Sans égard pour la validité de la thèse de Joseph Massad sur la relation historique et dialectique entre le sionisme et l’antisémitisme, pourquoi Massad tente-t-il de justifier le mouvement de libération palestinienne sur la base d’un combat contre l’antisémitisme? Bien sûr, Massad est loin d’être le seul palestinien à mettre l’antisémitisme et d’autres questions juives au cœur de la lutte palestinienne. Ali Abunimah mène une véritable campagne pour assurer à la communauté juive que le mouvement de libération palestinienne est exempt d’antisémitisme. En outre, plusieurs grandes organisations et coalitions de solidarité avec les palestiniens posent l’anti-antisémitisme comme une de leurs déclarations de base.
Depuis quand lions-nous les droits des palestiniens et la libération de la Palestine avec le sort des juifs et l’antisémitisme? Pourquoi est-ce que des palestiniens permettent aux juifs et aux intérêts juifs – y compris le sionisme et l’antisémitisme – de s’imposer sur l’agenda palestinien?
Le terme «sémite» provient de l’hypothèse que toutes les langues du monde sont issues de la migration des fils de Noé – Sem, Cham et Japhet – dans différentes régions du monde après le déluge, et donc de la création de différents groupes linguistiques : sémitique, hamitique et japhétique. Les fils de Noé? Voulons-nous sérieusement tenir compte d’une telle absurdité?
Pour aggraver les choses, cette absurdité a été étendue à des «races» fictives, pas seulement aux langues. «Antisémite» est donc descriptif de l’hostilité des races hamitiques et japhétiques envers les descendants du troisième frère, Sem. Personne ne parle sérieusement des races hamitiques et japhétiques. N’est-il pas temps de reconnaître combien il est absurde de parler ainsi d’une «race» sémitique?
Encore plus absurde est la tentative d’utiliser ces concepts mythologiques pour mesurer la valeur de la cause palestinienne. La cause palestinienne n’a rien à voir avec les juifs, les sémites, l’antisémitisme, Dieu, Abraham, Jésus, Mahomet, Moïse, Noé, Jacob, Ismaël, Sem, Cham et Japhet, que vous croyez en eux ou non.

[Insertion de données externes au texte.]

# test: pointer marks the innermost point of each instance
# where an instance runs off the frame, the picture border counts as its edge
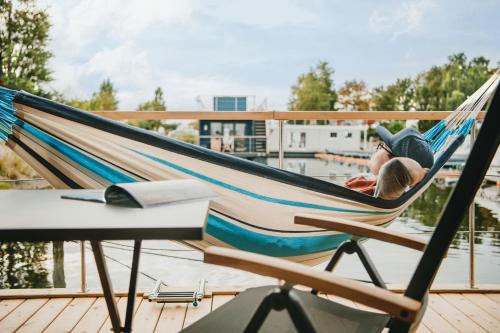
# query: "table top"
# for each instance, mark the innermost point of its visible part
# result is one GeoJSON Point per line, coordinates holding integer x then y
{"type": "Point", "coordinates": [41, 215]}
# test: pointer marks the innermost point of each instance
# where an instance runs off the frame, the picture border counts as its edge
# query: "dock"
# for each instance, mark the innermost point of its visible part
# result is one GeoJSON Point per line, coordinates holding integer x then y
{"type": "Point", "coordinates": [450, 309]}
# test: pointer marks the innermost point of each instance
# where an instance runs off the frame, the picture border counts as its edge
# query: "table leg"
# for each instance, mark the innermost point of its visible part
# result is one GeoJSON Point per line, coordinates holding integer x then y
{"type": "Point", "coordinates": [132, 289]}
{"type": "Point", "coordinates": [107, 288]}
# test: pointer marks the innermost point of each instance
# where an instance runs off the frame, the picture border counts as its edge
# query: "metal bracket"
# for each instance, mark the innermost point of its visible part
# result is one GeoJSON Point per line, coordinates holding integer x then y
{"type": "Point", "coordinates": [159, 296]}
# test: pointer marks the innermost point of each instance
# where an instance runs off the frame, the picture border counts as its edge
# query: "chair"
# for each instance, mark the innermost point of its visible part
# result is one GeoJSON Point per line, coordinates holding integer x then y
{"type": "Point", "coordinates": [263, 309]}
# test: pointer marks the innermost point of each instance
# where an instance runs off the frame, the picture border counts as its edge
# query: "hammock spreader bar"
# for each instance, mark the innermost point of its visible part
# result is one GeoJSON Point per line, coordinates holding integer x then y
{"type": "Point", "coordinates": [256, 203]}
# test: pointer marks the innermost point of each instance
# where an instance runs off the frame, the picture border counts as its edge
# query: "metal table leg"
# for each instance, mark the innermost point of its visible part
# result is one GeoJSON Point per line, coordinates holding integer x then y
{"type": "Point", "coordinates": [107, 288]}
{"type": "Point", "coordinates": [132, 288]}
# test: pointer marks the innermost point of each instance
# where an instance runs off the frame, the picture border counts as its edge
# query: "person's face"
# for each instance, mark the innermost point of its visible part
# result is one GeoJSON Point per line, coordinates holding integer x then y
{"type": "Point", "coordinates": [378, 159]}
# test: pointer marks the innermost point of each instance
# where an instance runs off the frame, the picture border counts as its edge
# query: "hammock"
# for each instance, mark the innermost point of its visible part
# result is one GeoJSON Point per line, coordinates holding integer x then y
{"type": "Point", "coordinates": [72, 148]}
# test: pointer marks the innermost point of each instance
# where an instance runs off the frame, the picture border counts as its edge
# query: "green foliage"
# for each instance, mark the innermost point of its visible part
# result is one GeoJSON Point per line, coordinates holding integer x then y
{"type": "Point", "coordinates": [399, 96]}
{"type": "Point", "coordinates": [354, 96]}
{"type": "Point", "coordinates": [105, 99]}
{"type": "Point", "coordinates": [102, 100]}
{"type": "Point", "coordinates": [441, 88]}
{"type": "Point", "coordinates": [156, 104]}
{"type": "Point", "coordinates": [314, 90]}
{"type": "Point", "coordinates": [24, 32]}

Cela n’a rien à voir avec l’holocauste, avec le colonialisme, avec les romains, les byzantins, les qrabes, les croisés, les turcs ou les britanniques.
Cela a tout à voir avec l’expulsion des palestiniens de leurs terres et la négation de leurs droits de souveraineté et d’autodétermination, et surtout leur droit au retour. Peu importe qui les a expulsés. C’est leur terre et ils ont le droit d’y retourner. Peu importe qui nie leur existence. Ils ont le droit d’y retourner.
Cela n’a même aucune importance si ce sont des gens gentils ou méprisables, s’ils sont racistes ou humanistes, qu’ils soient musulmans, chrétiens, juifs, bouddhistes ou shintoïstes, qu’ils soient propres ou sales, éduqués ou analphabètes, riches ou pauvres, démocrates ou monarchistes. Ils ont le droit de retourner dans leurs foyers et de récupérer leur pays.
Leurs droits ne peuvent pas être l’otage des droits d’autrui. Si la justice pour les palestiniens ne peut être obtenu au prix d’une injustice aux autres, même la justice pour les autres ne peut être acquise au prix de l’injustice envers les palestiniens. La justice est indivisible, mais nous ne devons pas attendre qu’elle se produise partout pour qu’elle se réalise en Palestine.
Les Palestiniens ne peuvent pas s’attendre à ce que le niveau de CO2 soit inférieur à 350 ppm, ni que la population de baleines bleues recommence à augmenter, ni que la persécution des Rohingyas s’arrête en Birmanie, ni même qu’on mette fin à la purification ethnique au Congo, ni que les victimes européennes de la seconde guerre mondiale et leurs descendants soient compensés, ni que les peuples autochtones partout dans le monde reprennent leurs droits et leur patrimoine.
La justice est indivisible, mais le rétablissement de la justice n’importe où augmente le niveau de justice partout. La restauration de la justice en Palestine bénéficie au monde entier et donne de l’espoir à la justice qui lutte toujours pour se rétablir dans d’autres lieux et pour d’autres peuples.
L’anti-sémitisme n’est pas plus lié à la libération palestinienne que l’anti-hamitisme ou anti-japhetisme ou toute autre tentative d’évaluer la cause palestinienne par rapport à son approbation ou rejet des intérêts des autres. Merci donc de supprimer ce qui n’a aucun rapport avec le débat sur les droits des palestiniens.
Paul Larudee est écrivain et défenseur des droits de l’homme, et l’un des co-fondateurs du mouvement pour briser le siège de Gaza par voie maritime.